The flight was bringing holidaymakers back to Russia's second largest city Saint Petersburg when it went down in Egypt's Sinai, with international experts now at the scene trying to discover the cause of the tragedy.

"Can you imagine, people came (here) to pick up their children, grandchildren, only to find out that they no longer exist," said Galina Grigoryeva, 34, one of many people who brought flowers to a makeshift memorial near the arrivals area at Saint Petersburg's Pulkovo airport.

"When I found out about this, I just cried," she told AFP, her five-year-old in tow with a cuddly toy for the memorial to honour the children who died, some as young as 10 months.

Flags were at half mast on the parliament building, in the Kremlin, and on other official buildings in honour of the victims, most of whom were from Saint Petersburg and its surrounding region.

Authorities set up a crisis centre at a hotel near the airport where relatives of the victims were invited to provide DNA samples and psychologists were on call.

Russia's state-owned rolling news channel Rossiya 24 periodically interrupted coverage with moments of silence and flashed photos of smiling crash victims apparently taken on their holiday and posted on social networks.

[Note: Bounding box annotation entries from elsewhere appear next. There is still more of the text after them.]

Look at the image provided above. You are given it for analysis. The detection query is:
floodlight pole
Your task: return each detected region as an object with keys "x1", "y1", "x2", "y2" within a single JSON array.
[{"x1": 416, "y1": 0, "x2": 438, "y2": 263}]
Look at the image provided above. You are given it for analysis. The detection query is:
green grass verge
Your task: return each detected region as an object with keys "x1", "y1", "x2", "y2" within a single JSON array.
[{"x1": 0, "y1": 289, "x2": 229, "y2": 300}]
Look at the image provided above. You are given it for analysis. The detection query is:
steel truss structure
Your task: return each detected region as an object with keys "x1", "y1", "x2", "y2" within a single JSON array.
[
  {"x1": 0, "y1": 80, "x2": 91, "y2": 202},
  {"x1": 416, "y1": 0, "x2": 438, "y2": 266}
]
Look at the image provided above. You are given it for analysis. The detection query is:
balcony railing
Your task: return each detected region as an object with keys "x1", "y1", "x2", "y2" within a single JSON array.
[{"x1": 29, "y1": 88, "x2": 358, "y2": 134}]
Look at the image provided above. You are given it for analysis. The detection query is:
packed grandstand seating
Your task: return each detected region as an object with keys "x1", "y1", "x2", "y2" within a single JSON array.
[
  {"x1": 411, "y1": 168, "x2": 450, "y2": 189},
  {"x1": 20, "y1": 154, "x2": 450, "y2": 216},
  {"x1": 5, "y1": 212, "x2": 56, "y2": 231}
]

Some people had been on their first foreign holiday, some had never flown before, and one couple was on their honeymoon, the channel said.

"Many of us could have been on this plane, and this tragedy cannot leave any of us indifferent," Patriarch Kirill of the Russian Orthodox Church said as he led one of religious services held Sunday in the victims' memory.

- 'Fit to fly' -

Russian investigators searched the offices of Kogalymavia airline and the country's transportation watchdog said it will continue checking it until November 30.

The charter carrier was still operating services Sunday.

Kogalymavia said Saturday that the pilot flying the Airbus 321 was very experienced, while authorities at the last fuel stop said there had not been any red flags.

"The plane did not undergo a technical check in Samara (in southeastern Russia), but the crew went through a health check and it was found fit to fly," said a regional transport prosecutor's office representative Maya Ivanova.

"There was a probe of the plane's fuel and the quality of fuel at that time and it met all of the requirements," she said in televised remarks.

Many entertainment venues in Moscow cancelled their programmes, and companies planning Halloween events overnight had dropped the festivities. Media organisations turned their social network icons monochrome as a mark of respect.

President Vladimir Putin, whose office announced a day of national mourning, was however absent from the screens, and some Russians criticised him for failing to speak to the nation about the tragedy.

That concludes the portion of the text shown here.